Verbatim from the mouth of Jesus (retranslated from a retranslation of a copy of a copy):

"Do not judge, or you too will be judged. For in the same way you judge others, you too will be judged, and with the measure you use, it will be measured to you. How can you see your brother's head up his ass when your own vision is darkened by your head being even further up your ass? How can you say to your brother, 'Get your head out of your ass,' when all the time your head is up your own ass? You hypocrite! First take your head out of your own ass, and then you will see clearly who has his head up his ass and who doesn't." Matthew 7:1-5 (also Luke 6: 41-42)

Also, I has a website: www.RedbeardThePink.com
Reply
RE: Argument from Conscience
(August 10, 2015 at 7:01 am)robvalue Wrote: OK! So that shows that your morality, at least on this issue, has nothing to do with God. You have made your own decision that it is wrong/immoral whatever you want to call it, and you hold your opinion higher even than god's.
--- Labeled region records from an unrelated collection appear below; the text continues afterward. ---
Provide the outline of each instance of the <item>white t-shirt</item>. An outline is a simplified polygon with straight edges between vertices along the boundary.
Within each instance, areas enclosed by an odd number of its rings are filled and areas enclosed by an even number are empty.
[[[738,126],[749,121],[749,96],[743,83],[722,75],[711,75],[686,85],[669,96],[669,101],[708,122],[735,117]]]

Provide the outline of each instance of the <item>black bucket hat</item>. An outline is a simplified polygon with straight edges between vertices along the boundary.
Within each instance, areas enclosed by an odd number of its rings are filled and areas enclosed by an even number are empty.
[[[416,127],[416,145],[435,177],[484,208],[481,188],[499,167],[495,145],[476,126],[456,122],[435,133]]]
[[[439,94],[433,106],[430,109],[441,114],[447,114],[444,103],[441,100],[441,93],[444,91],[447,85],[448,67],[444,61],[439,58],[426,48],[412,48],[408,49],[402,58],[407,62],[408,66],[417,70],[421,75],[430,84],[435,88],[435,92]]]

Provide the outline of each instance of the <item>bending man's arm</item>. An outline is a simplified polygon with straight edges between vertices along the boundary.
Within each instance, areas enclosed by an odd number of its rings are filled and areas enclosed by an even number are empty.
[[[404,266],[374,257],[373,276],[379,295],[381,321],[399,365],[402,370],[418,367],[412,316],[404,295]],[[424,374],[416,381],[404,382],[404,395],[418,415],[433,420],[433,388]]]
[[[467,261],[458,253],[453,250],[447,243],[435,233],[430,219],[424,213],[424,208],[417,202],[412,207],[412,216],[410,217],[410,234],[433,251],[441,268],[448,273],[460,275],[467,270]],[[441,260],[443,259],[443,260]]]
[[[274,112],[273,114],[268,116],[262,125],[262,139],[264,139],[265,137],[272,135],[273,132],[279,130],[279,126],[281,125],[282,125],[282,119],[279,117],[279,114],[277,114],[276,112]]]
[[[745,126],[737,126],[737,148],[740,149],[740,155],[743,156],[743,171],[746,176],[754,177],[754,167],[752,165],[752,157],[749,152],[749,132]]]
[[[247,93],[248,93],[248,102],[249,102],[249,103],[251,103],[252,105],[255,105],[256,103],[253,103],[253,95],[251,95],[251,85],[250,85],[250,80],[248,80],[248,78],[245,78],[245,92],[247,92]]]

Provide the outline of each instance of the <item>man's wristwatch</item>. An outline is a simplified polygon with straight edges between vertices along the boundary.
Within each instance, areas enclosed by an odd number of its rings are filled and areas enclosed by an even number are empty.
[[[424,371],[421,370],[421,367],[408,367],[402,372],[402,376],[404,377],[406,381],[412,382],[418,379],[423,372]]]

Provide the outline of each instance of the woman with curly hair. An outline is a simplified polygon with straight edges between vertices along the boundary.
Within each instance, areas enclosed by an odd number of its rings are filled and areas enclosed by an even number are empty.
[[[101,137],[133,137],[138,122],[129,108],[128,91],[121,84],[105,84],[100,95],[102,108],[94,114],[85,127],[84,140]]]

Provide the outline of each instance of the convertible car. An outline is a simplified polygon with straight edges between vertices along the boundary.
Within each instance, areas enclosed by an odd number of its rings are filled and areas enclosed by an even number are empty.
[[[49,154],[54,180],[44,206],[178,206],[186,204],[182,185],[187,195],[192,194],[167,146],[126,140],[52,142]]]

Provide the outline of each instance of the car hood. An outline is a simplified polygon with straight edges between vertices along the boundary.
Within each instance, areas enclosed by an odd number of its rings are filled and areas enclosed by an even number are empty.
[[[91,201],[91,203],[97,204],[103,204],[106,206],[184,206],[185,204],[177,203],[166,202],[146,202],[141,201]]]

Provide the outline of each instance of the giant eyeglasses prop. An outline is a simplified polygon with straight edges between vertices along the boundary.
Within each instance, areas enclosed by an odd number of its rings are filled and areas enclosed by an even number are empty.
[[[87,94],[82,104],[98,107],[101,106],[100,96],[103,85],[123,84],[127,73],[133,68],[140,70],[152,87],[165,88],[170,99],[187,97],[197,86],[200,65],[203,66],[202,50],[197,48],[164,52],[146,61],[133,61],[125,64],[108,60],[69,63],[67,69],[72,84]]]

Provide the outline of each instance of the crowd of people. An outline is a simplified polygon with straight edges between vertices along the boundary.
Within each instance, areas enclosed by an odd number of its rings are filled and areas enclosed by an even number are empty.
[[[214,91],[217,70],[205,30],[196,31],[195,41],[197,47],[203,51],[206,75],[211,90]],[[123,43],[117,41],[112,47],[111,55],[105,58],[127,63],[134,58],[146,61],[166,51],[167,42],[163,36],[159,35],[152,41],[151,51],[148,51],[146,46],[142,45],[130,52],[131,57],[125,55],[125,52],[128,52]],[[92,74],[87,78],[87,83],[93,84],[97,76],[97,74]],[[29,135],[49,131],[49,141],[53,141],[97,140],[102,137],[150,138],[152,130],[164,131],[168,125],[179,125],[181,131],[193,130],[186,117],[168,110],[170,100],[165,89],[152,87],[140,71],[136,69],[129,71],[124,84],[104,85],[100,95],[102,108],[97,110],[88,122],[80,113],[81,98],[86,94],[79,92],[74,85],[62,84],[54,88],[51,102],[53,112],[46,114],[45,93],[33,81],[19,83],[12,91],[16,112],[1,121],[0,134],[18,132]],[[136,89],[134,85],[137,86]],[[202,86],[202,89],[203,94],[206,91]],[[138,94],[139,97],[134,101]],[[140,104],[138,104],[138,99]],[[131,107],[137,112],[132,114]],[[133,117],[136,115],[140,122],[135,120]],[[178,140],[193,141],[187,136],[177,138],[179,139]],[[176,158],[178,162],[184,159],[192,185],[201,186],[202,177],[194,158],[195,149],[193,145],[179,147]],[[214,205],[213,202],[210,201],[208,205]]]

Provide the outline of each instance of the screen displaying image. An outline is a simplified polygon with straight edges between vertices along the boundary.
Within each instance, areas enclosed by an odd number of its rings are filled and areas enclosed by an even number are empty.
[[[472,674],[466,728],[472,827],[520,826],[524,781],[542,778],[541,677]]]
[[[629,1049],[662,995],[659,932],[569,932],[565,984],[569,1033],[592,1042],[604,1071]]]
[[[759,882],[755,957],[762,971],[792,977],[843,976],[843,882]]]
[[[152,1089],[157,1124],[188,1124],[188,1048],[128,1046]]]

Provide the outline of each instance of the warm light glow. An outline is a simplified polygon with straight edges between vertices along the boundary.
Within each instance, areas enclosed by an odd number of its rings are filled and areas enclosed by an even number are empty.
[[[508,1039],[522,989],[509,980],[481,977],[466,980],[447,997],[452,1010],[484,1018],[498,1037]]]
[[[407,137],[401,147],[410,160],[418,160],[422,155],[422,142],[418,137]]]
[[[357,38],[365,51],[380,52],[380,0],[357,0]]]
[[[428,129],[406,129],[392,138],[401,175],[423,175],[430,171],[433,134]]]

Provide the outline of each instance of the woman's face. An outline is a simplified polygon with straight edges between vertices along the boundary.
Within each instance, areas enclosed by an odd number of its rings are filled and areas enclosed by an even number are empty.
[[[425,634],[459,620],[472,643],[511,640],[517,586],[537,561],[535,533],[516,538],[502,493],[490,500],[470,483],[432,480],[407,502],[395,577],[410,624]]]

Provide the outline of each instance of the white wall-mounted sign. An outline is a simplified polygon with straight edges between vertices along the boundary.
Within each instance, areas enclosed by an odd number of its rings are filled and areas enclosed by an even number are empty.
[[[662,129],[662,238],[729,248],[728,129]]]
Of course, what I'm hearing is that you're happy for God to be the author of morality as long as he agrees with you; as soon as he doesn't, you revert to your own morality. This is what everyone does in my opinion, they just don't realise it Smile God is a mirror.

Additional: here's an interesting take on it. Can you list the things that you currently consider immoral that you'd be willing to change your mind about if God told you to? Same question for things that are moral. Obviously rape is not on the list of immoral things you would change your mind about.

I'm going to make a separate topic about this!

Au contrair!  I hold that objective morals are part of us and that we know right/wrong but still have the will to be selective to go against it or not. 

here's the problem with your question, it dies the death of a thousand qualification and subqualifications.  It goes back to my example about the smoke detector.  Don't mess with it.  People start redefining that and then we need to qualify by adding more definitions because people say, "well it didn't say not to do this. There are a lot of topics that the Bible does not address.  But because we want to subjectively redefine things to justify our actions, does not mean objective morality is non-existent.  There is a simple rule and everyone wants to redefine what it means.

God said to love your neighbor as yourself, now we redefine what that means to the point it is meaningless.  Morality is not a list.  Value life, both yours and everyone else's.   But again I go back to this really being moot.  No one is perfectly good.  We all mess up.
We are not made happy by what we acquire but by what we appreciate.